San Francisco Mayor London Breed has declared a state of emergency amid the coronavirus outbreak and its rapid spread.
On Tuesday, Breed emphasized that the move was precautionary, as there have been no confirmed cases in San Francisco but that “the global picture is changing rapidly, and we need to step-up preparedness,” she said in a press conference.
“We see the virus spreading in new parts of the world every day, and we are taking the necessary steps to protect San Franciscans from harm,” Breed said.
The mayor added that by declaring the local emergency, it would help the city mobilize city resources and personnel to create an efficient emergency response should the coronavirus come to the city.
“By declaring a state of emergency we are prioritizing the safety of our communities by being prepared,” Breed said. “Our number one goal is the health and safety of all our residents.”
She also emphasized that the city was not discouraging public gatherings at this time and discussed the impact of the virus on San Francisco’s Chinese community.
“We should continue to support the neighborhoods we love, like Chinatown,” Breed said. “It’s an amazing neighborhood and we will continue to be very supportive.”
The Director of the Department of Health, Doctor Grant Colfax, also spoke at the press conference, backing up Breed’s decision to declare the state of emergency.
“Given the high volume of travel between San Francisco and mainland China and the spread of the virus to other countries, there is a growing likelihood that we will see cases in San Francisco,” he said.
San Francisco’s declaration comes just one day after health officials with the Centers for Disease Control warned Americans to begin preparing for the likelihood that coronavirus will spread in the U.S.
“It’s not so much of a question of if this will happen in this country anymore but a question of when this will happen,” Dr. Nancy Messonnier, director of the National Center for Immunization and Respiratory Diseases at the CDC said during a press briefing on Tuesday.
Messonnier said that Americans “need to prepare for a significant disruption” to their lives and plan for possible school closures, find out about teleworking options and if their health care providers offer telemedicine options.
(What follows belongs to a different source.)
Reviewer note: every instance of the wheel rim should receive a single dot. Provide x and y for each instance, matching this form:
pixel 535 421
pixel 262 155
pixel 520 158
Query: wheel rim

“We are asking the American public to prepare in the expectation that this could be bad,” she said.
As of Wednesday, the U.S. has 53 confirmed cases of coronavirus. Of those, 12 cases occurred in people who recently returned from trips to China before news of the outbreak spread — and two cases were from their close contacts.
The remaining 39 cases are in people who were brought back by the U.S. Department of State, either in one of the three chartered flights of Americans who had been living in China or from the Diamond Princess cruise ship that had been quarantined in Yokohama, Japan.
The total number of cases globally has reached 80,980, with nearly 3,000 deaths, according to The New York Times.